In Kabul, in villages and in refugee camps we saw the gruelling reality of life in a country that for so long has been devoid of peace or prosperity. It was thoroughly depressing and we were left with a feeling of a country without hope.
It is easy to develop such a view after a week seeing little but suffering.
Chatting to many of the charity workers living there however it became clear that despite all its struggles there were real efforts going on to bring some change to Afghanistan.
And that is when I heard about Fawad. So many of the people I spoke to kept talking about this amazing boy who eked out a living on Chicken Street in the centre of Kabul and who was starring in a film.
I could not resist hearing his story and so one snowy morning we went to find him. And there he was in the biting cold, selling the maps, chewing gum and bits and bobs that have earned him and his family a living.
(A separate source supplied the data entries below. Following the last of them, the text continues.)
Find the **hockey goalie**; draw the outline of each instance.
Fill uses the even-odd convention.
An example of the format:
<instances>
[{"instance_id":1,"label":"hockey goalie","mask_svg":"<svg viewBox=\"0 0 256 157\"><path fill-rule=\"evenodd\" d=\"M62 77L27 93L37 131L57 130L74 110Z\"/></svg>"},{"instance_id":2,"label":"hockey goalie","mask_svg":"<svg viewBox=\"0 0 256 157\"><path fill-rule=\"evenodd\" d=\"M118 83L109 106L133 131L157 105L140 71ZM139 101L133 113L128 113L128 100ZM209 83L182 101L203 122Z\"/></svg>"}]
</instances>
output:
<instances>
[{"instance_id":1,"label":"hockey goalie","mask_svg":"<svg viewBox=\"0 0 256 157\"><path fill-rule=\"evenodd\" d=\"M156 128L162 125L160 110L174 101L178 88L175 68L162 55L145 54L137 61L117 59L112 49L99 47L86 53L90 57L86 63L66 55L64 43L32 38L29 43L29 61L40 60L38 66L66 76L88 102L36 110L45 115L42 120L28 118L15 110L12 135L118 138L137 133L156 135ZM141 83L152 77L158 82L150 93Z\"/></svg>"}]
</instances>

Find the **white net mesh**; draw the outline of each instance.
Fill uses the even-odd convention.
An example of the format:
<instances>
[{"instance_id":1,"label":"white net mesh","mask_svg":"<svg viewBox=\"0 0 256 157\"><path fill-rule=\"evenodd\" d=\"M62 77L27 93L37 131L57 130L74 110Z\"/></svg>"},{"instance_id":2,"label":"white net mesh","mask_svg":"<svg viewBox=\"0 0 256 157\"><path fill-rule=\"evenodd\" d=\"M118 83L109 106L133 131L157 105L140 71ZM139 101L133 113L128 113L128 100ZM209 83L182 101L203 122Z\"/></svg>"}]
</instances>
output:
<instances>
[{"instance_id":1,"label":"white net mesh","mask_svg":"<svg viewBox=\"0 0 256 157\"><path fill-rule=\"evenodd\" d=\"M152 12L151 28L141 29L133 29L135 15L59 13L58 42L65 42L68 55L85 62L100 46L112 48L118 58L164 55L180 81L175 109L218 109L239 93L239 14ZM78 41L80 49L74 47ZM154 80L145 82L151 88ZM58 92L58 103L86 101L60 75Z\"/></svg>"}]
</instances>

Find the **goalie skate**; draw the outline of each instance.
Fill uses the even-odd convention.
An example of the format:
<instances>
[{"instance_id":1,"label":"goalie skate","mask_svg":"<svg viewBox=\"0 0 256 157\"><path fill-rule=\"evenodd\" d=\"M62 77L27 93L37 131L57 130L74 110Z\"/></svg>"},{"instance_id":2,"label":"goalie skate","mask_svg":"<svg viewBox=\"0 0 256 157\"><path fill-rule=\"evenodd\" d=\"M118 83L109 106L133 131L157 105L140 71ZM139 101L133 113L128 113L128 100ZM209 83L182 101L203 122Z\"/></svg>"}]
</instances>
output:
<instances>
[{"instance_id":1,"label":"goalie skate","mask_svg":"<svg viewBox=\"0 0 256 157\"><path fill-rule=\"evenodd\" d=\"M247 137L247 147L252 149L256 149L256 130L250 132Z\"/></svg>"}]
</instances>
It did not take long to realise why this boy – who is not totally sure how old he is, somewhere between 12 to 14, offers such hope.
In the flawless English he has picked up working on the street for seven years he told me how he juggled his work and his schooling so he could earn money for his family and still secure the education he so believed in for his future.
Without any pity or bitterness he told of the friends he had lost in explosions in Kabul, of life in a place where life is often under threat, of the brutality he had experienced on the streets and of the kindness of strangers who he had met in the same place.
And then he told me about the film – and how it had changed his life. Buzkashi Boys is about two street children who dream of being Buzkashi players.
Buzkashi is polo Afghan style so without a ball they play for a goat carcass – it is fast, violent and the riders are the stuff of legend. The film follows the boys as they chase their dream.
What struck me was when I asked Fawad just how the film had changed his life he told me it had made him realise how difficult other people’s lives were and how he wanted to work hard to achieve success and help others. Most people looking at this child’s life would find it hard to believe there could be harder ones.
So now the little boy from the streets of Kabul is the star of an Oscar nominated film. He and others from the Afghan Film Project will be heading for LA and a very different world.
What an experience that will be for someone who has never left Afghanistan and never really thought he would.
Buzkashi Boys is about learning to dream – Fawad Mohammadi can hardly dare to now as he waits to see whether he and his fellow film-makers will be bringing an Oscar back to Kabul.